Last year saw the most significant global rate cut coordination in 15 years as inflation was reined in. However, the current year has commenced with policymakers navigating through uncertain and challenging conditions.

Three out of the four G10 central banks overseeing the world's most traded currencies continued to lower rates in their recent meetings, whereas a country where rate hikes are scarce raised interest rates for the second time in less than a year.

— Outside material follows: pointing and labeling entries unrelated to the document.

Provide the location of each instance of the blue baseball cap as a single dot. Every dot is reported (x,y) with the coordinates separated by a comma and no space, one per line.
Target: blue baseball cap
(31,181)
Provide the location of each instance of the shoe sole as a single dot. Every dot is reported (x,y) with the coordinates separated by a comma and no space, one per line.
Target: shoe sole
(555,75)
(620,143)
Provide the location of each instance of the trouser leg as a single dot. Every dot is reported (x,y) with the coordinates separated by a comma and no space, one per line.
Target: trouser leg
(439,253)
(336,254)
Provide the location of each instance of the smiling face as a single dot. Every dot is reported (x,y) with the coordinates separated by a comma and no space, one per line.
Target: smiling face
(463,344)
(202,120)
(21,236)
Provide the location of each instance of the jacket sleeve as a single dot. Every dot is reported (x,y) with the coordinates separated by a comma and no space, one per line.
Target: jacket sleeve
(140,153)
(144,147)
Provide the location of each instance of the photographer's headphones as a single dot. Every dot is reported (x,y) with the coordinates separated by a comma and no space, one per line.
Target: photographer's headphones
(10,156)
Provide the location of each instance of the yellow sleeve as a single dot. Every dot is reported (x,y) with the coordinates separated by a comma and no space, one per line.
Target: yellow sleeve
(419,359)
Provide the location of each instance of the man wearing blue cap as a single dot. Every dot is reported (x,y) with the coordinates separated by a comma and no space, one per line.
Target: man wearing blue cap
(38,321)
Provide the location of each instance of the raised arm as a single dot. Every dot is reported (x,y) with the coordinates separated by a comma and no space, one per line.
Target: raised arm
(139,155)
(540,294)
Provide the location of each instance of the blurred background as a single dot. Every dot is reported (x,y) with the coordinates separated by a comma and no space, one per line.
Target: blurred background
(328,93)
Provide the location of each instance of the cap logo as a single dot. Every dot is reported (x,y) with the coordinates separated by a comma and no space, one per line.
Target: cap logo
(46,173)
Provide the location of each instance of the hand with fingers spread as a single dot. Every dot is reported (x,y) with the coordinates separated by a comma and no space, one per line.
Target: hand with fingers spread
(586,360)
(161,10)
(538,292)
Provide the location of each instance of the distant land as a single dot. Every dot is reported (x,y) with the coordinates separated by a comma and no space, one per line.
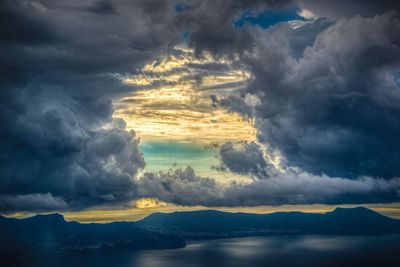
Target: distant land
(170,230)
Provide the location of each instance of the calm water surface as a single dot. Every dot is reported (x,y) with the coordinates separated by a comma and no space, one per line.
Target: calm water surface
(307,251)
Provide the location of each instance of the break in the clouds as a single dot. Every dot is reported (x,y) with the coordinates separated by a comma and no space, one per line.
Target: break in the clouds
(321,89)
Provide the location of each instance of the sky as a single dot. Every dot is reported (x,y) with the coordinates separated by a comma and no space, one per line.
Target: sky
(112,110)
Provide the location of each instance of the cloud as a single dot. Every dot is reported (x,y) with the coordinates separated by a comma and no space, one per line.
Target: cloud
(68,147)
(246,158)
(31,202)
(334,110)
(184,187)
(322,94)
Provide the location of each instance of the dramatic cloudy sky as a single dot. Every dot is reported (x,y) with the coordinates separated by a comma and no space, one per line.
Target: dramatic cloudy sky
(162,105)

While the US and Norway maintained their rates unchanged, Australia, New Zealand, and Switzerland did not hold meetings, and the European Central Bank has recently reduced rates.

These decisions coincide with Donald Trump's return to the White House, where he initiated trade tariff disputes and dismantled multilateral principles and regulatory frameworks.

The Bank of Canada specifically highlighted potential risks for its economy, and the Federal Reserve is adopting a cautious approach to monitor developments from the Oval Office.

In 18 emerging markets sampled by Reuters, there were three rate cuts and one increase in January, with several countries not holding meetings.

Argentina implemented another 250 basis point rate reduction, bringing rates to 45%. South Africa and Indonesia opted for minimal quarter-point adjustments.

Meanwhile, Turkey, grappling with debt concerns, increased rates by 100 basis points for the second consecutive meeting, scheduling another in March under new central bank chief Gabriel Galipolo.

China's central bank maintained rates in anticipation of potential impacts from Washington's tariffs.

Looking ahead, most major economies are poised to continue lowering borrowing costs this year, especially in Europe, Canada, and Australia, particularly if the trade disputes instigated by Trump escalate.